Anatomic location does not alter margin recommendations for primary invasive melanoma. In Australia, it has been concerning that many patients with primary melanoma do not have the melanoma excised with the required margins of clearance. This most often occurs when the melanoma location is on the face.4,16 Indeed, only one-third of patients in New South Wales and Victoria were shown to have been treated with appropriate margins based on national guidelines.4,16 Patients with non-facial tumours were more likely to be overtreated, receiving margins beyond those required for optimum outcomes. Physicians treating more than 30 new patients with melanoma annually were shown to perform better at managing melanoma in line with guidelines.16

Does subtype change the margin?

Approximately 58% of new cutaneous melanoma diagnoses in Australia are superficial spreading or of a non-specified subtype. Lentigo maligna subtype accounts for another approximately 22% of melanomas. The rest are primarily nodular (18%).4 Nodular melanomas are a distinct biological entity,17 having an early vertical growth phase, meaning they develop a greater Breslow thickness faster.

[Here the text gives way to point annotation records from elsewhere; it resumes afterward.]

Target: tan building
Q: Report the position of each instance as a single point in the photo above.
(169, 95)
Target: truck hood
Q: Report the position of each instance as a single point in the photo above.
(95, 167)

Despite these differences, the margins of clearance remain the same in Australian and New Zealand guidelines along with most melanoma guidelines worldwide.18

When is a sentinel node biopsy required?

Sentinel node biopsy (SNB) became popular in the 1990s. It was theorised that only patients who were identified as having proven lymph node metastases would receive block dissection of their nodes. However, a long-term prospective randomised controlled trial showed that patients treated in such a manner had no survival benefit over patients managed by observation alone.7 Therefore, an SNB is not required in the management of any melanoma. The procedure can be used as a ‘staging or prognostic test’ to determine likelihood of survival, as identified previously in this article under ‘Risk factors for worsened prognosis’. For this reason it is recommended that SNB be discussed with patients who have melanoma.10 The complication rate associated with SNB is approximately 10%.19 We have previously written of our concerns that some patients with melanoma are being offered SNB when there is no apparent benefit relative to risk of harm.20 Concerns regarding the link between some studies of new medications and nodal surgery have been described.21 Patients should not be required to have additional surgery that does not improve their survival in order to enter a trial for a medication that might improve their survival.22

Investigations following diagnosis

In the hands of an experienced clinician, ultrasonography of the nodal basin combined with fine needle aspiration (FNA) can identify early melanoma involvement in lymph nodes.22,23 Other investigations are typically undertaken on the basis of symptoms or signs that suggest secondary disease may be present.

In 2005, it was understood that no specific investigations were helpful following the diagnosis of primary melanoma.24 However, at that time there were no known pharmaceutical approaches shown to prolong survival of patients with melanoma. That situation has changed. We now have options for managing melanoma metastases.

Many patients with stage III melanoma may have asymptomatic metastatic disease that can be detected with imaging prior to the development of clinical features.25 However, we do not yet know whether there is benefit from treating such asymptomatic patients early, compared with waiting until symptoms arise. Early detection of secondaries may or may not alter the efficacy of newer treatments. The role of earlier imaging in asymptomatic patients is of uncertain benefit.26

When is medication indicated?

There are now several medications of benefit in managing patients with melanoma. Two main groups of medications now commonly in usage are:

  • programmed cell death medications, including nivolumab and pembrolizumab
  • BRAF inhibitors, including dabrafenib and vemurafenib, usually combined with MEK inhibitors.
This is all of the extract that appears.